Remember those halcyon days before two nurses in Dallas contracted Ebola from Liberian Thomas Eric Duncan? People were alarmed but not panicked, experts assumed that certainly the average tertiary care hospital in the U.S. could handle Ebola patients, and people thought it was ridiculous to think about things like cleaning elevators after an Ebola patient had ridden in one. Schools weren’t closed, planes weren’t taken out of service. None of that.
In retrospect, it’s clear that Dallas’ Texas Health Presbyterian, the 898-bed tertiary care hospital where Duncan presented, was not equipped to handle Ebola, neither Duncan’s case nor those of the two nurses who cared for him.
In retrospect, none of this should be surprising. The other two sites that treated American Ebola evacuees, Emory University Hospital and Nebraska Medical Center, were well-prepared for the patients they were expecting. They are two of the nation’s four specially-equipped biocontainment units.
By contrast, Thomas Duncan just showed up to the Dallas hospital. Unexpectedly. Twice. There are reports that protocols to keep the infection from spreading kept changing, that lab specimens were sent in the pneumatic tube system, that the biohazard waste piled up to the ceiling for lack of a plan to dispose of it. And of course, there’s the ultimate failure: Thomas Eric Duncan died despite heroic efforts.

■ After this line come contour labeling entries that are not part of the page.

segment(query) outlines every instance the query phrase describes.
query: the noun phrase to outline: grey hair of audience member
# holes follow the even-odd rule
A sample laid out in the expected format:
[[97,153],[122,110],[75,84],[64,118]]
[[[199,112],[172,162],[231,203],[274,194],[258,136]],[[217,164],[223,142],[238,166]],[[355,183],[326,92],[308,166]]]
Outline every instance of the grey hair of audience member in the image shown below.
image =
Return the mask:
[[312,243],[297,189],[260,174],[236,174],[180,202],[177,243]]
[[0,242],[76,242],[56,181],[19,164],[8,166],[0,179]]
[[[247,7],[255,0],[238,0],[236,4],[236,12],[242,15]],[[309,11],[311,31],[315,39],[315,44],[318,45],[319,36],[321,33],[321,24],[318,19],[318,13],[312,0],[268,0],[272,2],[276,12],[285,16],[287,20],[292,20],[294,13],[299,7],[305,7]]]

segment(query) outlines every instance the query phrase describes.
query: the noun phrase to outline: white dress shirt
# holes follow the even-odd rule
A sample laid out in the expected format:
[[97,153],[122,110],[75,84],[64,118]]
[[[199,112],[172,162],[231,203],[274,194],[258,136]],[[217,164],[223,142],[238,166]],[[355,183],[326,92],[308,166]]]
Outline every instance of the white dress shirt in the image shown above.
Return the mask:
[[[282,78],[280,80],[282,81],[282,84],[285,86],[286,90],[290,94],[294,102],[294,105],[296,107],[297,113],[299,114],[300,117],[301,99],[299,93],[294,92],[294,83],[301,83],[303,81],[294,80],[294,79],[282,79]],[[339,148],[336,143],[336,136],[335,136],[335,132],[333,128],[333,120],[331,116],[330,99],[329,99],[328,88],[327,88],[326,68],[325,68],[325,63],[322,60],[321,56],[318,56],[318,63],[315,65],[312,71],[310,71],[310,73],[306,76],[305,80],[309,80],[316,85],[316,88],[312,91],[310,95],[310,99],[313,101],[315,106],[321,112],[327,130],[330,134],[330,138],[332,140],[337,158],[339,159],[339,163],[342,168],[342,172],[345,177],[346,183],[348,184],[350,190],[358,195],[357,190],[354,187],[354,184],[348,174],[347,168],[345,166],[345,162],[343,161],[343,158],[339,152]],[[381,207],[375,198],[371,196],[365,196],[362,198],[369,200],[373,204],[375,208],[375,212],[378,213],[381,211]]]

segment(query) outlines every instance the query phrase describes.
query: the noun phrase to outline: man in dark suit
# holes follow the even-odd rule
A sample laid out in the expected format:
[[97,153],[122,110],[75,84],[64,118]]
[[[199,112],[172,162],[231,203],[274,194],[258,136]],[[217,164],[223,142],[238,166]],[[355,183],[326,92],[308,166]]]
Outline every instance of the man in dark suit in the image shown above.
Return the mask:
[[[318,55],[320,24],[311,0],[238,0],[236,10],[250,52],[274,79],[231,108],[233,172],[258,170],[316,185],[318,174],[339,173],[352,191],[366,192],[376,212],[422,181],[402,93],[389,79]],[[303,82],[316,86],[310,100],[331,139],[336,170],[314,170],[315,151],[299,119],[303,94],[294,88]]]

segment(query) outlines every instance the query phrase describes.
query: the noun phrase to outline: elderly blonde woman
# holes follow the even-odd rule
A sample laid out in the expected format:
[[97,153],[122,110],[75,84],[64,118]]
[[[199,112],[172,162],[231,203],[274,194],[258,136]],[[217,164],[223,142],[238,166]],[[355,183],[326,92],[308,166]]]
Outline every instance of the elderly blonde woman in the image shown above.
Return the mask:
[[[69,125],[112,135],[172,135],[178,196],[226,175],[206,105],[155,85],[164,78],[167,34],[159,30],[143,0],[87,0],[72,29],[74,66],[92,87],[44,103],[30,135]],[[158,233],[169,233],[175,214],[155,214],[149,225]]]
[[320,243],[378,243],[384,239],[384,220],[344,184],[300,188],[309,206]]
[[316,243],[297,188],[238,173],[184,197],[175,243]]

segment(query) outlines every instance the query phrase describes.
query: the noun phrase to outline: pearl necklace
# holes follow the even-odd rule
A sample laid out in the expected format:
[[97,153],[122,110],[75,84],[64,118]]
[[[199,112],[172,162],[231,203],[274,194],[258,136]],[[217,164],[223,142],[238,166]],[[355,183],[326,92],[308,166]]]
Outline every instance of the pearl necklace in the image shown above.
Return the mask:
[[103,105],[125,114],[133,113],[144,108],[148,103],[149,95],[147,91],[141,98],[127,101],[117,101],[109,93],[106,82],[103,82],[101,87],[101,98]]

When things go wrong in a hospital, it is never the fault of a single individual. Initially, the CDC blamed the first nurse for her own infection, for “a protocol breach.” This is ridiculous. In medicine, as in airline safety, there are so many safety nets that in order for something to go wrong, each of the safety nets must have a hole in it, and each of these holes must line up in order for something to fall through. We call it “the Swiss cheese model” of system failure.
If a protocol to protect health care workers from a contagious disease with a high fatality rate is so easy to breach, then the protocol is flawed. Period. If the protocols in Dallas kept changing, that’s also not surprising. Ebola is something completely new to us. We don’t know what we are doing yet. Why should we? It’s OK to admit that. In fact, we must admit that. Compared to Nigeria and Senegal and some places in West Africa, our Ebola transmission rate to health care workers is terrible.
We need to get this right. But in order to get this right, we need to ask the right questions. For now, it’s clear that all U.S. Ebola patients need to be treated at one of the four biocontainment facilities as soon as they are diagnosed, but according to ABC news, together there are only 11 of these beds in the whole United States.
So we need a contingency plan in the event that the breaches in Dallas lead to more than nine cases at once, and in the event that more than 11 evacuees land back home. No staff at Emory or Nebraska got Ebola. Why not? What did staff at Emory and Nebraska do differently? How much did their staff rehearse donning and doffing protective gear prior to the patients’ arrival, for example? Can their exact protocols and equipment be replicated elsewhere? How are the successful models in Africa working and how can we learn from them?
Do we have the capacity to increase the numbers of beds at our four biocontainment facilities? Or do these facilities have access to equipment and training that are simply not readily available to most other tertiary care hospitals? As our politicians weigh a travel ban, can we look at previous travel bans and if they have worked or caused harm?
One thing is certain. Finger pointing and outrage will get us know nowhere. We need to start by humbly admitting what we do not know, and then asking what is known to work. Then, maybe 21 days after the nation’s last domestic case of Ebola, we can start to go back to alarm instead of panic.